LONDON (AP) — A British computer hacker's decade-long struggle to avoid trial in the U.S. over alleged breaches of military and NASA networks ended in success Tuesday, as the U.K. government ruled he was unfit to face charges there.
Home Secretary Theresa May said she had blocked the U.S. request to extradite Gary McKinnon after medical experts concluded he was seriously depressed and that there was "a high risk of him ending his life."
The 46-year-old unemployed computer administrator, who has been diagnosed with Asperger's Syndrome, was accused of one of the largest ever breaches of military networks, carried out soon after the Sept. 11, 2001, attacks in the United States.
"He literally couldn't speak, he cried, then we hugged, then we cried again," his mother Janis Sharp said, describing the moment she and McKinnon learned of his reprieve.
Officials in Washington expressed disappointment at the outcome, and State Department spokeswoman Victoria Nuland said the decision meant McKinnon would not "face long overdue justice in the United States."

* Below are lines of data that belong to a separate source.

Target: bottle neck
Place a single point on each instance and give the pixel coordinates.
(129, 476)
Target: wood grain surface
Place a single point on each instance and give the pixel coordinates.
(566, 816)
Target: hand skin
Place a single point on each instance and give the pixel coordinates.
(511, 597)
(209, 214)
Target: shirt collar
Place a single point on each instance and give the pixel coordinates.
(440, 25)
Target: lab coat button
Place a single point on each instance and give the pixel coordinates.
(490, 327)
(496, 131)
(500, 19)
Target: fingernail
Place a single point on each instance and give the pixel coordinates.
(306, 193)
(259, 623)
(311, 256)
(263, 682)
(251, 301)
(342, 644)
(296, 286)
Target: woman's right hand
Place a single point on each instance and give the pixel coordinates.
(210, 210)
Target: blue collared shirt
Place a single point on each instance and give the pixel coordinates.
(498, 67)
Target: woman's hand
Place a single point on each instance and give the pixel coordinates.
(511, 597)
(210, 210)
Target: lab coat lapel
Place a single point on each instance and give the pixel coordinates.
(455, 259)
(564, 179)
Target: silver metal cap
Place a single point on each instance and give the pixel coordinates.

British prosecutors will now decide if he should face charges in the U.K.
WHAT DID THE HACKER CLAIM?
McKinnon insists that he was scouring sensitive U.S. computer networks in an attempt to uncover concealed evidence of extraterrestrial life. Known online by the handle SOLO, McKinnon also claimed to have been attempting to expose security weaknesses.
He described how in 2001 and 2002 he spent about a year attempting to crack U.S. military systems - spending up to eight hours a day at a computer in his girlfriend's aunt's house while drinking beer and smoking marijuana.
McKinnon has since claimed that his hacking uncovered photographic proof of alien spacecraft and the names and ranks of "non-terrestrial officers."
He had offered to plead guilty to a hacking charge in Britain in order to avoid extradition. Prosecutors turned him down, insisting the U.S. was the correct venue for a trial.
WHAT WAS THE U.S. GOVERNMENT'S CASE?
U.S. officials said McKinnon's hacking shut down the U.S. Army district responsible for protecting Washington, D.C., and caused about $900,000 worth of damage. He was also accused of clearing logs from computers at Naval Weapons Station Earle in northern New Jersey, which tracks the location and battle-readiness of U.S. Navy ships.
At the time of McKinnon's indictment, prosecutor Paul McNulty said he had pulled off "the biggest hack of military computers ever, at least ever detected."